Born in Germany in 1959, Brigitte Bauer has lived and worked in Arles since 1987. She graduated from the École Nationale Supérieure de la Photographie d’Arles in 1990 and Aix-Marseille University in 1995. She has taught photography at the École Supérieure des beaux-arts de Nîmes since 2005.
Her photographs feature in many public and private collections.
Using Mont Sainte-Victoire as a subject, Brigitte Bauer inevitably came up against the legacy of Cézanne, whose varying versions of the subject marked a turning point in the history of art. This series however owes less to the master of Aix’s painting than to an essay by the Austrian author Handke. The Teachings of Sainte-Victoire, published by Gallimard in 1985, is presented in the form of an initiatory account triggered by seeing the painting of Sainte-Victoire in an exhibition devoted to Cézanne at the Grand Palais, that haunted the protagonist to the point of compelling him to walk to the mountain seeking the artist’s viewpoint.
This idea of peregrination is behind the principle for the series Paysages de la Sainte-Victoire, which are like many translations of Handke’s writing into image: the same way of circumventing the mountain, representing the bends and curves of the roads and paths, the shift and distance from the viewpoints. The mountain oscillates between the image’s central motif and backdrop, sometimes close and almost palpable, sometimes distant and hazy. Brigitte Bauer sees the means to renew the initial sense of wonder experienced in the face of this limestone monument–the role of returning to the motif, according to the time of day or the season –while finding a subject that allows her to develop a personal aesthetic of the landscape.
Roel Jacobs exhibited at the Rencontres de la Photographie d'Arles for the first time in 1979 within a group of Belgian photographers, including photographers who feature in the museum collections like Pierre Cordier and Hubert Grooteclaes. Acknowledgement of these two authors, specialists experimenting with photography, reminds us of the context in which the work of Roel Jacobs emerged: a period of questioning, that led photographers to move beyond the matter of subject– portrait, street scenes, landscape – benefitting a reflection on the very principles of photography. The personal exhibition devoted to him in 1982, called Observations dans le temps/ Checks on time (which helped him win the Young Photographer Award) reflects work produced in previous years in the region and research that extended throughout his career.
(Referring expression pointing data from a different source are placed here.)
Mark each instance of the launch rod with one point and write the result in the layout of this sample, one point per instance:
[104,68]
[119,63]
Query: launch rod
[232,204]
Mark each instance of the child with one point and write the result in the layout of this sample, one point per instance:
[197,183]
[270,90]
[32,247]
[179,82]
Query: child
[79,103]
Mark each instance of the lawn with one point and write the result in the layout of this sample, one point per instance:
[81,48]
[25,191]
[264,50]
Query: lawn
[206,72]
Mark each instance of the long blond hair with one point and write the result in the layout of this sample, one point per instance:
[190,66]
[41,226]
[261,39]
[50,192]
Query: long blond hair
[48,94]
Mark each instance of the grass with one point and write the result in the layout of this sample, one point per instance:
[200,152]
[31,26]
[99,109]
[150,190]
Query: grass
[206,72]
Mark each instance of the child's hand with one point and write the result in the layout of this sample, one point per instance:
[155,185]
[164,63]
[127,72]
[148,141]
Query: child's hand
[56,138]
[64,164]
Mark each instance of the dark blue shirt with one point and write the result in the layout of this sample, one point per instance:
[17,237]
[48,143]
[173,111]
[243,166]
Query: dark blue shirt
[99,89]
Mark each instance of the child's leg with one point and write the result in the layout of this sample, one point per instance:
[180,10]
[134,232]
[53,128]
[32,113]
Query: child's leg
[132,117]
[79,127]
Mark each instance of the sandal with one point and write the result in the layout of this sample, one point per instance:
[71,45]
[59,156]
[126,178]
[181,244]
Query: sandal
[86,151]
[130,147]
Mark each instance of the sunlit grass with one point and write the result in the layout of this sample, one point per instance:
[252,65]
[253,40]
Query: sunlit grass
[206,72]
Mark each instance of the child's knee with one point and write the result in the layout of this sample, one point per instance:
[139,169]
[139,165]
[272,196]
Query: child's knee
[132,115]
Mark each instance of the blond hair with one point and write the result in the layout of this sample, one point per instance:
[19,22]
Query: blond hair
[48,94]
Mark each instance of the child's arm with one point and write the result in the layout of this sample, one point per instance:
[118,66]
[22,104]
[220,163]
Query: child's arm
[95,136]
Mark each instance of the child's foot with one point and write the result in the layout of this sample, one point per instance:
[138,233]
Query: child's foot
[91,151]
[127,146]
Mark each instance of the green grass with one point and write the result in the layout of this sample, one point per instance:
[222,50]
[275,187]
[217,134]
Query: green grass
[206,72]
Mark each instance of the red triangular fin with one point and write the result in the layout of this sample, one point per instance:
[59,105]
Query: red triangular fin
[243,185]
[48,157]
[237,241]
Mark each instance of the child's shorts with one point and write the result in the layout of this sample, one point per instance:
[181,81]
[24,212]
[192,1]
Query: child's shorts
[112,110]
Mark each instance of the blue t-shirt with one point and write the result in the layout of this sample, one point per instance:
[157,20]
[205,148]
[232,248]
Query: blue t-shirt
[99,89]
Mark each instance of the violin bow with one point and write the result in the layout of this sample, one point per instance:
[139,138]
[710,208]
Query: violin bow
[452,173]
Among the areas that structure the Musée Réattu’s photography collection, the Rencontres d'Arles is fundamental. The museum is becoming increasingly established as the memory of the festival by committing to store the regular deposits that it provides, but above all by encouraging photographers, through its exhibitions, to enrich the photographic history of Arles with their testimonies.
Lucien Clergue was responsible, with the curator Jean-Maurice Rouquette, for the creation of the Musée Réattu’s ‘Photographic Art Department’ in 1965. A major player in the direction of Arles in photographic terms, he has also donated over two hundred photographs to the museum. The City of Arles and the museum wished to definitively clinch their attachment to one of the most prominent artists that Arles has produced through the acquisition of a set of ten photographs regarding the shooting of Jean Cocteau’s film Le Testament d'Orphée. This series, fundamental in the photographer’s work was only represented to date in the collections by a single image. The filming of LeTestament d'Orphée partly took place in the village of Les Baux-de-Provence and in the quarries of the Val d'Enfer between 7th and 22nd September 1959. Picasso suggested this powerful environment to Cocteau, making Lucien Clergue responsible for scouting the spots most suitable for filming and to ensure the photo coverage. The photographer produced over two thousand shots enabling the progression of the script to be followed, workdays, behind the scenes or between shots captured. It is one of few series representative of the documentary vein of the Arlesian photographer, who nonetheless found a way of extending beyond his subject in this restricted exercise. The ten images chosen among the huge number of shots taken at the time capture the balance found by Clergue between photography purely associated with the filming – on which the actors can be clearly distinguished and understanding the context of the film – and freer photography, in which he expresses his meaning of the narrative and composition.